Роза смотрела, как он вешает работу. Девочка в красном смотрела с белой стены — серьёзная, неподвижная, с монетой в руках. В весеннем свете она выглядела правильно.

— Роза, мне нужно поговорить с вами об одном деле…— Произнёс он это таким тоном, словно собирался прыгнуть в воду.

Она обернулась и чисто женской интуицией поняла о чём пойдёт речь.

— Вы хотите поговорить со мной Краузе?

— Он снова говорил с вами?

Абрамович вздохнул — с тем усталым, почти отеческим выражением, которое появлялось у него, когда он не хотел говорить, но понимал, что нужно.

— Пришёл позавчера, — сказал он. — Купил ещё одну небольшую работу — вашу, пейзаж с рекой. И в конце спросил, не могу ли я... помочь убедить вас быть более открытой к его вниманию.

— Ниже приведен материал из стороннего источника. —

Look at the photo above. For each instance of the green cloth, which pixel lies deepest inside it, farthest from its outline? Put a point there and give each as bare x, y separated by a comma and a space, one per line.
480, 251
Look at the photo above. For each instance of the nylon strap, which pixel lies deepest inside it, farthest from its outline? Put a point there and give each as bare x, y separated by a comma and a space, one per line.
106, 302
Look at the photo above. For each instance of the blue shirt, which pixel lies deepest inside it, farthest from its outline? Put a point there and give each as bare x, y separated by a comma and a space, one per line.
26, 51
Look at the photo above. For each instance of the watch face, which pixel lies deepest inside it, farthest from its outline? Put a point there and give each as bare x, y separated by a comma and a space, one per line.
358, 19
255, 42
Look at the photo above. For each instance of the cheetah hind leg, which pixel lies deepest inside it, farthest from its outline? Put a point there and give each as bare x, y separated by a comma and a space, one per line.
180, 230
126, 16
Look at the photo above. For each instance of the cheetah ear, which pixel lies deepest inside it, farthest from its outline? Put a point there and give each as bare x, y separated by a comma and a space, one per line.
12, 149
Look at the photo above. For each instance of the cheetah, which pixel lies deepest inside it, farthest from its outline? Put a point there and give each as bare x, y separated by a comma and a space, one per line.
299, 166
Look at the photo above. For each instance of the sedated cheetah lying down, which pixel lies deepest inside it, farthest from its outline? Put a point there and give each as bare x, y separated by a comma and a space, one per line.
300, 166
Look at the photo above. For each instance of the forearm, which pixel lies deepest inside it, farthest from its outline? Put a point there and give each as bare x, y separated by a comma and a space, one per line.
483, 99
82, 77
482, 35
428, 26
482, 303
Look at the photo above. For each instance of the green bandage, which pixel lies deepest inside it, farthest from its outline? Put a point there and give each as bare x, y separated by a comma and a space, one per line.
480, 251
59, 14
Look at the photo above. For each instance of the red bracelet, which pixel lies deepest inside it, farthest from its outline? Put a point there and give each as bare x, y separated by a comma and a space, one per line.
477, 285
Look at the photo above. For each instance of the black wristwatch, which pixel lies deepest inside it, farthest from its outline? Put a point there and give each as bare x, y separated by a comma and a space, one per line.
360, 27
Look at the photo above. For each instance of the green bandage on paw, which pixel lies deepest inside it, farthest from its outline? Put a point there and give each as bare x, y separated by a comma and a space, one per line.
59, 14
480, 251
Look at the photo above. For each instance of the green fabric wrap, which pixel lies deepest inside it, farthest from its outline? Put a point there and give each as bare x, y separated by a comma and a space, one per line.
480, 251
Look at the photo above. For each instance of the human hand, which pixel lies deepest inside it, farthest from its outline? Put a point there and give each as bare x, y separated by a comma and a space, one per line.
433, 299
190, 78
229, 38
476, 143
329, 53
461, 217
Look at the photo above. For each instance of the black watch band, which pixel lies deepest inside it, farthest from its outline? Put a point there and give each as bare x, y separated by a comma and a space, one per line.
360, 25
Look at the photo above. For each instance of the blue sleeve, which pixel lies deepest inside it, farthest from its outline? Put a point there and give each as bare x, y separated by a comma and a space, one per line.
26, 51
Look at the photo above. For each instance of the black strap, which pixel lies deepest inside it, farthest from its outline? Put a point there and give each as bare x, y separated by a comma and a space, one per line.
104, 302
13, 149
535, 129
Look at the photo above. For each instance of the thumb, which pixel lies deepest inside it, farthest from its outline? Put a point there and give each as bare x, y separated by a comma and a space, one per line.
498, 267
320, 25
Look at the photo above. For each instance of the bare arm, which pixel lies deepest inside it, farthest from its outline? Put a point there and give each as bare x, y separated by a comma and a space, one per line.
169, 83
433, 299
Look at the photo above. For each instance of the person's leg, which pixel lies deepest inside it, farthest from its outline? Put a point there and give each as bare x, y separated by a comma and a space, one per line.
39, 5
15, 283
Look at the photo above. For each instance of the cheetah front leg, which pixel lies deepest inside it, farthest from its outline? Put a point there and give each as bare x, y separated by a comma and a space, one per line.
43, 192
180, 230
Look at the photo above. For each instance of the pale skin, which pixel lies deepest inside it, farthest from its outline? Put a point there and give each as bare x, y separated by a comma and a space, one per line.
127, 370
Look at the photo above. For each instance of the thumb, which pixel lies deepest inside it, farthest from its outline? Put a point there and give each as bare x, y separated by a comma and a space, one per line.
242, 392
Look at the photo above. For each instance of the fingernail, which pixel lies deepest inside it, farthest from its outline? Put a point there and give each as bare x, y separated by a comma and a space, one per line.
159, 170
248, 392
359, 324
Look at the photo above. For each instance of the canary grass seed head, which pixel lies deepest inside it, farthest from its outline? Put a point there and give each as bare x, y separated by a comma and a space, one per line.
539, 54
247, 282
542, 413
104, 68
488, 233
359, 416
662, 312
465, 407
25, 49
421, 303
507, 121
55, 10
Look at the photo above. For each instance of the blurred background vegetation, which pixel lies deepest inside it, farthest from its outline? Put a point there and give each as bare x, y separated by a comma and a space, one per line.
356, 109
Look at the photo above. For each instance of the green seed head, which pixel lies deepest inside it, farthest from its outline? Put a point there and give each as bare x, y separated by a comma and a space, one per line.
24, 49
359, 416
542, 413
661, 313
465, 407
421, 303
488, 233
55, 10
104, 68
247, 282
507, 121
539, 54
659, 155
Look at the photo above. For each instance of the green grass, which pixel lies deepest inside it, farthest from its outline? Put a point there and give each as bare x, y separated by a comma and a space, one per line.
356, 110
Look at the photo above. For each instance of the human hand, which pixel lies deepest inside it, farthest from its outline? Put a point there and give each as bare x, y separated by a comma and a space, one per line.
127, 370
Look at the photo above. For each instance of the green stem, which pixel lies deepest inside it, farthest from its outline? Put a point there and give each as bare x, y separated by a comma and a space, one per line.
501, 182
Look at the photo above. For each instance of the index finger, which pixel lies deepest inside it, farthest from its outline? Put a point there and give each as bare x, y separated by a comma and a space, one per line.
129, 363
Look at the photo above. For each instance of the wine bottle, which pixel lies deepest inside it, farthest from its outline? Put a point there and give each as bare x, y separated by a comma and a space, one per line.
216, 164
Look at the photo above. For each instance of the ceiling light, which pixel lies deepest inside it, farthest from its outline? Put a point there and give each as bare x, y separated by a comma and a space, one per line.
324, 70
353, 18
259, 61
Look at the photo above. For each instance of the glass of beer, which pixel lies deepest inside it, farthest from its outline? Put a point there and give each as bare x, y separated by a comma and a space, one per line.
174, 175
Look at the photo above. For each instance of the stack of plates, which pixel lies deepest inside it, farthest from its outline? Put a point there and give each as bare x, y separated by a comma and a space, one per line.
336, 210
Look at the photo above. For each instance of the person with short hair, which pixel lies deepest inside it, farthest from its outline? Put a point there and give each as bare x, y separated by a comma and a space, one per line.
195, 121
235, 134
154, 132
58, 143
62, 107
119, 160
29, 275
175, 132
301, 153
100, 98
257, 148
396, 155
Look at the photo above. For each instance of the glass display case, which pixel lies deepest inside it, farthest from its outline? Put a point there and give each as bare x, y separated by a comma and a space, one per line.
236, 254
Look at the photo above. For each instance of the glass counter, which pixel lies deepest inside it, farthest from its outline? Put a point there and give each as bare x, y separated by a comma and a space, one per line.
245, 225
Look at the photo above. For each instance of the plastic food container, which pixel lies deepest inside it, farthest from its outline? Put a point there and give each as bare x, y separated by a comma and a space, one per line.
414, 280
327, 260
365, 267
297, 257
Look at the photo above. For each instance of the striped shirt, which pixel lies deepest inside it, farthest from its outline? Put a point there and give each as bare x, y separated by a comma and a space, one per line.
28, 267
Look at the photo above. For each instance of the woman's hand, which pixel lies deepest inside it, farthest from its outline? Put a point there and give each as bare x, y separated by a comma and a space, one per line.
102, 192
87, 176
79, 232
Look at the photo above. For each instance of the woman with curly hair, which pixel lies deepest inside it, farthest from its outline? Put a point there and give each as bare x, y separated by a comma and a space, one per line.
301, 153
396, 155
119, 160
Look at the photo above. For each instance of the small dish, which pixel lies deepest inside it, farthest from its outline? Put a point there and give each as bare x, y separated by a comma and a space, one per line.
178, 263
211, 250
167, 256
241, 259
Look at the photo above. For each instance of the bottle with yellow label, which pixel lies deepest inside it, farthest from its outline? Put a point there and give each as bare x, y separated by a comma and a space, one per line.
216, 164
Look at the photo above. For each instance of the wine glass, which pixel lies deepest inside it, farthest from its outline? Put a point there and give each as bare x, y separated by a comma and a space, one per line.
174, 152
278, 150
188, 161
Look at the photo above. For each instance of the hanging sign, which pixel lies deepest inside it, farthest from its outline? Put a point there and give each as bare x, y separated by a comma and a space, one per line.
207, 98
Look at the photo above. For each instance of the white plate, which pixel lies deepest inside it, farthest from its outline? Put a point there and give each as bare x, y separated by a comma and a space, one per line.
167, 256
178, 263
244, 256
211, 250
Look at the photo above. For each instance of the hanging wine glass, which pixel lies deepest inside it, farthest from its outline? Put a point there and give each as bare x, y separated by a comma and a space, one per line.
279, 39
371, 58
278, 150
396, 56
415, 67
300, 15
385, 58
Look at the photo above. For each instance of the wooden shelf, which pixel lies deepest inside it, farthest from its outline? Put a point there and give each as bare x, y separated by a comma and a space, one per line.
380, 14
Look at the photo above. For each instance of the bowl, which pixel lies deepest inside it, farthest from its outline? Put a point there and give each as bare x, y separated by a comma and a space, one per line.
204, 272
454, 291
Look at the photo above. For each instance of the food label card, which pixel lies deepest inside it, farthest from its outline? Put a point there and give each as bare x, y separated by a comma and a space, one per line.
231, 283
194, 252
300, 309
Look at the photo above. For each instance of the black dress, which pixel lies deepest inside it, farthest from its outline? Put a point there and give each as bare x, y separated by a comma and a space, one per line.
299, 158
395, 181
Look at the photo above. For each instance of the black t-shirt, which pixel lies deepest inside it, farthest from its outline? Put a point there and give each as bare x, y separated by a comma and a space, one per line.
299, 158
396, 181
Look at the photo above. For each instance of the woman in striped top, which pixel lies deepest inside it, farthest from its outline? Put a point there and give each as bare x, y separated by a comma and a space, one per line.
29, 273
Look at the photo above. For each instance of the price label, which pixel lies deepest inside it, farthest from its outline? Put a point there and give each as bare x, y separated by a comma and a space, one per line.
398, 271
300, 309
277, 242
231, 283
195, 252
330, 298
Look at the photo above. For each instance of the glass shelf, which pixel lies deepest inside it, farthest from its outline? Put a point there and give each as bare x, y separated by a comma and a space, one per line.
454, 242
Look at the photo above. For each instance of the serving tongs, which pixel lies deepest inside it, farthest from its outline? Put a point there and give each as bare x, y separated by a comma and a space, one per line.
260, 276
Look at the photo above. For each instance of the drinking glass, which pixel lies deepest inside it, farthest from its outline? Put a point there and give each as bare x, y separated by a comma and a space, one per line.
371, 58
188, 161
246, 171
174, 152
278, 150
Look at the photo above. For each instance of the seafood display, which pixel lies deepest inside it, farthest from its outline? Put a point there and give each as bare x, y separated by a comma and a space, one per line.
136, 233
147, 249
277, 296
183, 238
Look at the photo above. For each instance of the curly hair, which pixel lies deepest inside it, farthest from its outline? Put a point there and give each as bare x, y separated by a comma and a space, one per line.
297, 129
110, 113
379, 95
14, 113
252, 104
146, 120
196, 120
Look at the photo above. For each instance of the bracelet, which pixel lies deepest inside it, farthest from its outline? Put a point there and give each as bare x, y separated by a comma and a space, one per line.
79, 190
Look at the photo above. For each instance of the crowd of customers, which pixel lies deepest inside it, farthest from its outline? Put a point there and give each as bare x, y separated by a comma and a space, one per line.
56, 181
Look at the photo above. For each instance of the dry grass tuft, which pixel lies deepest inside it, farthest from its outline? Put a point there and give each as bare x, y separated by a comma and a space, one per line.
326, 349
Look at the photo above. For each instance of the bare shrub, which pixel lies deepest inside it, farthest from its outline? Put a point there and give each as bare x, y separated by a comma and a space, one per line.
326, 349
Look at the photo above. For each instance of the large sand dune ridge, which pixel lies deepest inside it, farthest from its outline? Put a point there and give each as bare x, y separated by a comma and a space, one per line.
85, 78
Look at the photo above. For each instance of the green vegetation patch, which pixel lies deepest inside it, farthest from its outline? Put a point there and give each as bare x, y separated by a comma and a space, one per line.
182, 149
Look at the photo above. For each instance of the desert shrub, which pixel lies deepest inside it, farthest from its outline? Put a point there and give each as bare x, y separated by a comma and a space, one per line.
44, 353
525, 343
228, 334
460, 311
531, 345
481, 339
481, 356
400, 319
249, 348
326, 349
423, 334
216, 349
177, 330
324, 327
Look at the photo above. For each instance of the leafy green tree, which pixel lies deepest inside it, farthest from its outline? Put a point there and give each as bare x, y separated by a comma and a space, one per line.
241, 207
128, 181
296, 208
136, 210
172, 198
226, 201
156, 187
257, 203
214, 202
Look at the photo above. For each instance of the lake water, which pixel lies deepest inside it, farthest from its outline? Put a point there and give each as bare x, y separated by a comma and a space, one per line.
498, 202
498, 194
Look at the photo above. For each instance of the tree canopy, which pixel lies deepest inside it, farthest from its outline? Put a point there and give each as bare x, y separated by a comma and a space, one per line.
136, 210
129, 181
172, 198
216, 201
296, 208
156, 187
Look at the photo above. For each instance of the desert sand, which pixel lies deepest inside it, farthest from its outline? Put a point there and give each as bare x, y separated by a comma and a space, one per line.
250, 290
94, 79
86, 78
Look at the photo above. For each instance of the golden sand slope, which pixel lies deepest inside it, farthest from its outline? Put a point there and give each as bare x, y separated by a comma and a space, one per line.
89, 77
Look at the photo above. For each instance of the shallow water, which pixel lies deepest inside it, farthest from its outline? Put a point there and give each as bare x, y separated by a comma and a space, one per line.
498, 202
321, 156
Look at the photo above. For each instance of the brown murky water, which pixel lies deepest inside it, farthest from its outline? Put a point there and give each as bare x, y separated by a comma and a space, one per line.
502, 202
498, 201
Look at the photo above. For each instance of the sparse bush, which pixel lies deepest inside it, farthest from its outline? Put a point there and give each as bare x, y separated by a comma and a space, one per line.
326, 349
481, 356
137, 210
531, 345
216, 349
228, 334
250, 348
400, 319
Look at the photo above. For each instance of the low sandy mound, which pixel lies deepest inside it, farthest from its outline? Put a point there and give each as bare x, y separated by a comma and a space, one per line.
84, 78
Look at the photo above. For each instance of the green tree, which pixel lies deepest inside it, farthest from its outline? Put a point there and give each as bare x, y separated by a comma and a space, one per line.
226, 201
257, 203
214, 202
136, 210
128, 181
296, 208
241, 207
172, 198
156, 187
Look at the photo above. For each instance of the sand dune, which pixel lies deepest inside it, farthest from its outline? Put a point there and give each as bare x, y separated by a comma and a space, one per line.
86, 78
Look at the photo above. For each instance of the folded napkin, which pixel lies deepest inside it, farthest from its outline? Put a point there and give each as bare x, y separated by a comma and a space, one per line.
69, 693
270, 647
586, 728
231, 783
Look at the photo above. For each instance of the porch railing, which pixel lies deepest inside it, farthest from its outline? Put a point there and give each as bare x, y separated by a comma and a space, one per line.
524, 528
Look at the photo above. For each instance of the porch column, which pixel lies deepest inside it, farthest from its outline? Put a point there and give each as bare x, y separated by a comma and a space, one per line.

Роза смотрела на него ровно.

— И что вы ответили?

— Что это не моё дело, — сказал Абрамович. — Я продаю картины, а не людей. — Он помолчал. — Но он человек с деньгами, Роза. Он покупает ваши работы. Он...

— Господин Абрамович, — перебила она — мягко, но твёрдо. — Я уважаю вас. И я понимаю, что вы не хотели бы мне причинить вреда. Но я должна сказать вам прямо: ни вы, ни кто-то другой не убедит меня в этом деле. Не потому что я неблагодарна или слепа к обстоятельствам. А потому что я уже однажды жила в ситуации, когда богатый человек хотел купить моё присутствие рядом с ним. Тогда это называлось помолвкой. Разница невелика.

Абрамович молчал. Потом кивнул — медленно, с видом человека, который понял больше, чем ему сказали.

— Я не буду больше говорить об этом, — сказал он. — И ему скажу то же самое.

— Спасибо.

Они помолчали — не неловко, а так, как молчат, когда между людьми что-то устоялось и укрепилось.

— Чай будете? — спросил Абрамович.

— Буду, — сказала Роза.

Краузе между тем не сдавался — просто изменил подход. Он был умным человеком и умел признавать, когда прямой путь закрыт. Прямой был закрыт — это он понял после того первого разговора в галерее. Значит, нужен был другой путь — более длинный, более терпеливый, менее очевидный. В марте он прислал Розе через Абрамовича небольшой пакет. Внутри были три тюбика масляных красок — хороших, французских, той марки, которую она никогда не могла себе позволить. К ним — короткая записка, написанная аккуратным, чуть формальным почерком: “Для вашей работы. Без каких-либо условий. Ф.К.”.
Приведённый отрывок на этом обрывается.